A imigração está ligada a diversos fatores, mas seu grande motor se deve aos ciclos econômicos. As grandes democracias capitalistas, por outro lado, incentivam a imigração. Assim, Paulo Sergio vê o caso da imigração de haitianos como um teste para o país e a nossa política imigratória.

“Diferentemente do que as pessoas imaginam e do que é exibido na mídia não existe essa avalanche de haitianos no Brasil” ressaltou Paulo Sergio. A raiz do movimento foram as questões ambientas no Haiti, mas a questão econômica está bastante ligada. Os haitianos recém-chegados são tratados como refugiados, mas na realidade não são. Eles utilizaram essa válvula de escape, se apresentando assim, pois dessa forma a entrada no Brasil seria mais simples e mais fácil. Mas o imigrante haitiano não é refugiado, e também não é um imigrante econômico, isso se deve ao fato de que o nosso país ainda é dotado de uma regulamentação nacional que defina o imigrante.

O caso haitiano engloba ema séria de questões relevantes, como a questão humanitária, a forma de entrada desses imigrantes entre tantas outras, por isso deve-se avaliar esse caso como extrema cautela. Checar os antecedendentes dos imigrantes é de extrema importância, é necessário saber quem entra e quem sai do nosso país. Paulo Sergio não acredita que os haitianos devam ser deportados para o seu país agora, e que eles podem ser considerados uma mão de obra qualificada, o que já é possível enxergar já que a grande maioria deles ao chegar ao Brasil acabou encontrando emprego no setor industrial.

Também foram discutidas no debate algumas questões simbólicas.

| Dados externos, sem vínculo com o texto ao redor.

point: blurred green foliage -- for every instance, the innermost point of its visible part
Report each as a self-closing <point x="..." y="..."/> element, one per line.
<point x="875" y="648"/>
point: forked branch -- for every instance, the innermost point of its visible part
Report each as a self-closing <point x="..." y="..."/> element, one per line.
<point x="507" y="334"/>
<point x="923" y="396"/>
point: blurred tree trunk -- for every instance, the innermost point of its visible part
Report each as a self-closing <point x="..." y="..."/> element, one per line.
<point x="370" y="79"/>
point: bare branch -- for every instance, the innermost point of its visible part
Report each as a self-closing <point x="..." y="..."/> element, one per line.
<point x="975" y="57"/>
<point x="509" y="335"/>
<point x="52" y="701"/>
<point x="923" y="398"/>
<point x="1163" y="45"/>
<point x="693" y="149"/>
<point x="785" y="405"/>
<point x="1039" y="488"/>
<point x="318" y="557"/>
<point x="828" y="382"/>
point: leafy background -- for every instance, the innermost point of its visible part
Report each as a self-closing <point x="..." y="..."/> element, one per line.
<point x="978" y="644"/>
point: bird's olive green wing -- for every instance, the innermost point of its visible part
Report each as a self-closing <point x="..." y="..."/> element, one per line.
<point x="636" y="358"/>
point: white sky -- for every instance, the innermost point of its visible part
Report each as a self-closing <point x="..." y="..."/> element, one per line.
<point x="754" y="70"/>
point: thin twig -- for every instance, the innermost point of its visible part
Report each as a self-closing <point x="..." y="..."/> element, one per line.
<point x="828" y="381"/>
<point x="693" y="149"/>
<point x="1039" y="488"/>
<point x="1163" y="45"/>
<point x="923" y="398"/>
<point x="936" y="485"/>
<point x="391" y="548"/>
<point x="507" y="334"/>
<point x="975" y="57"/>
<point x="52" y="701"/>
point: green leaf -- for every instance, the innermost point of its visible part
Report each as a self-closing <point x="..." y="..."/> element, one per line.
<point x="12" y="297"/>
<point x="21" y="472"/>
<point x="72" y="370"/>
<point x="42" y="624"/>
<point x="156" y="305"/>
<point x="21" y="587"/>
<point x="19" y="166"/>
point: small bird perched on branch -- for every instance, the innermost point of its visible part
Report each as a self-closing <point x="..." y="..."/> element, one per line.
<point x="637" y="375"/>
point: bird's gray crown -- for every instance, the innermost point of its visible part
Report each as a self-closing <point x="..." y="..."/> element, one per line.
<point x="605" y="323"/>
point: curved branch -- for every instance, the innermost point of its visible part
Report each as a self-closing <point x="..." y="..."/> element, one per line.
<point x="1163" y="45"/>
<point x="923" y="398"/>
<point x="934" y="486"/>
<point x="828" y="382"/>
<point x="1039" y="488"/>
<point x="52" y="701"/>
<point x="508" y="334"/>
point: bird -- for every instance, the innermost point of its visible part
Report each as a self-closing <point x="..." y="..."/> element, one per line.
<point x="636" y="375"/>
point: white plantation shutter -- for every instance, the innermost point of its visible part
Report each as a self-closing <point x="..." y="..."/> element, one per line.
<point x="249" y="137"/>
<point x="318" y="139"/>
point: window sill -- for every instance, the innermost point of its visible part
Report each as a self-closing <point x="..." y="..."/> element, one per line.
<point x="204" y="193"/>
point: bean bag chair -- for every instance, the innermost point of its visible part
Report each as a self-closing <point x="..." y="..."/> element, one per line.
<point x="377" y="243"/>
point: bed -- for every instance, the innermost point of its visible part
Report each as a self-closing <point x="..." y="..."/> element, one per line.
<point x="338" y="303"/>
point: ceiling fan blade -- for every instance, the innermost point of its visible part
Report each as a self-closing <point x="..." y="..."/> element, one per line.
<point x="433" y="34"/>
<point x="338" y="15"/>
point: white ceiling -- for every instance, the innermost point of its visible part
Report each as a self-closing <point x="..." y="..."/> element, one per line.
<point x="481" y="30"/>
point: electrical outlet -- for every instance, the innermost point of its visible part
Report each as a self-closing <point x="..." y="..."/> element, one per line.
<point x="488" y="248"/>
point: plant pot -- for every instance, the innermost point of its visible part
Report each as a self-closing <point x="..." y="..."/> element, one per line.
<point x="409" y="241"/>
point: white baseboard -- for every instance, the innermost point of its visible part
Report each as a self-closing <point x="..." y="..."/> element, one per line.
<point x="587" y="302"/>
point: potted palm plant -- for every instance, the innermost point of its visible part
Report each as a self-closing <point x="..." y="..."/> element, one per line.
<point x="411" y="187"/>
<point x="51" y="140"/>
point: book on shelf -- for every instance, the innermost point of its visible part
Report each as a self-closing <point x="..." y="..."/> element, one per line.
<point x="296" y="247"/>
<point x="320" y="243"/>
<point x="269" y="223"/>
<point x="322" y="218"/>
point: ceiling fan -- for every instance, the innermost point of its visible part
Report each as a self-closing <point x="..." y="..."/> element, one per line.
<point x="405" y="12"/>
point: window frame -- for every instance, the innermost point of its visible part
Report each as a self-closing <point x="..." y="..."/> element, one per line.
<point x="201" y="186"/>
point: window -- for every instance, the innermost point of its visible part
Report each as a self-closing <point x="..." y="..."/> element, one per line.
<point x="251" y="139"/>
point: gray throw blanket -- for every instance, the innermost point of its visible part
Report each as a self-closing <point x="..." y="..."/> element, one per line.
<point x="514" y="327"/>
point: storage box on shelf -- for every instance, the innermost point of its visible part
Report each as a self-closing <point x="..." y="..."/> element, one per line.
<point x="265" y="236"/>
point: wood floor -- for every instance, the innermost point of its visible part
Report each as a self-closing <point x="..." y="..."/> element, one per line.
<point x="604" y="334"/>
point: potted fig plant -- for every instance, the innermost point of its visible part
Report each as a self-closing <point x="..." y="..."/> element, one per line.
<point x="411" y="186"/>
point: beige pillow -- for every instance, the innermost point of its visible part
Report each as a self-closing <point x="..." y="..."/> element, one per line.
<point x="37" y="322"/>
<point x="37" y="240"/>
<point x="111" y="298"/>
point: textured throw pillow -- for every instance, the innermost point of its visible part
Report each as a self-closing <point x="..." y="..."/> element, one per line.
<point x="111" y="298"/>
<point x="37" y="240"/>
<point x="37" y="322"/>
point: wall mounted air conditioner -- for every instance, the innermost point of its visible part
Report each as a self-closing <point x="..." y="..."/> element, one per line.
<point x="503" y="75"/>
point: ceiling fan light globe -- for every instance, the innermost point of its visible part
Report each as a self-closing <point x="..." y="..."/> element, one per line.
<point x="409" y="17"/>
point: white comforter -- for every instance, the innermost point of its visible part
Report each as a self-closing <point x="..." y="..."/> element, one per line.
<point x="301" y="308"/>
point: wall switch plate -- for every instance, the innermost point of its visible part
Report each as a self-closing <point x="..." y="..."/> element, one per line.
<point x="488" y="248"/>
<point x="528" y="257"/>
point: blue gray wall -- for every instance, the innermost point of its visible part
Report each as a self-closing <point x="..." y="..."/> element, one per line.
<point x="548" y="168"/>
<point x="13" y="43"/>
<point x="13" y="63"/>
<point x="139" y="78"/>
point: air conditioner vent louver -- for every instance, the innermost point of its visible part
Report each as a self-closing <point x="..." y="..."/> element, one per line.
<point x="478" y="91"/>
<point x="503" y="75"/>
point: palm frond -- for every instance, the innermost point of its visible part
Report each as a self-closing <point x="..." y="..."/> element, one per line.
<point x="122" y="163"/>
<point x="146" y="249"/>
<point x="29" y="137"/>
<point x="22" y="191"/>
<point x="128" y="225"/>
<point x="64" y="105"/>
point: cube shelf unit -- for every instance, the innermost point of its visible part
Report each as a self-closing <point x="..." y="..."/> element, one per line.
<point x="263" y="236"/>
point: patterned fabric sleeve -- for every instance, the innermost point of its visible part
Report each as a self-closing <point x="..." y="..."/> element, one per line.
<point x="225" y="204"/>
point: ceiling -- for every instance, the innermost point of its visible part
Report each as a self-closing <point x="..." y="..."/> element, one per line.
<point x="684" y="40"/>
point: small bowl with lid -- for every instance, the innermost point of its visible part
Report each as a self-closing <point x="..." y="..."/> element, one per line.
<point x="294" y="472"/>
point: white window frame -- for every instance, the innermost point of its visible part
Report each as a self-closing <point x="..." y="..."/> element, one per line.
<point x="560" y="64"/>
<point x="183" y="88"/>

Carolina ressaltou a importância das nomenclaturas – os termos utilizados para representar as mobilidades. Segundo Carolina, existe uma grande diferença entre chamar alguém de estrangeiro ou imigrante, por exemplo, e isso define a identidade de incerteza.

Talvez pelos interesses de sua pesquisa – fronteiras e questões de mobilidade humana (deslocamentos, migrações e refugiados), estudos críticos de cidadania (e sua reformulação em contextos transnacionais), relação entre soberania, território e população, e teorias críticas de Relações Internacionais -, Carolina seja um pouco mais radical em relação à questão da imigração. Ela acredita que a experiência de brasileiros imigrados constitui um valioso ensinamento para nos, e que ainda são necessárias muitas mudanças nas políticas imigratórias brasileira para que o imigrante seja reconhecido aqui como uma pessoa política centralizada.

O debate sobre políticas imigratórias brasileiras é intenso e extenso, por isso ainda deve ser bastante discutido, para que mudanças eficazes e com durabilidade sejam feitas. Mudanças que sejam benéficas tanto para os estrangeiros que tem interesse em vir se estabelecer no Brasil, como para nós brasileiros.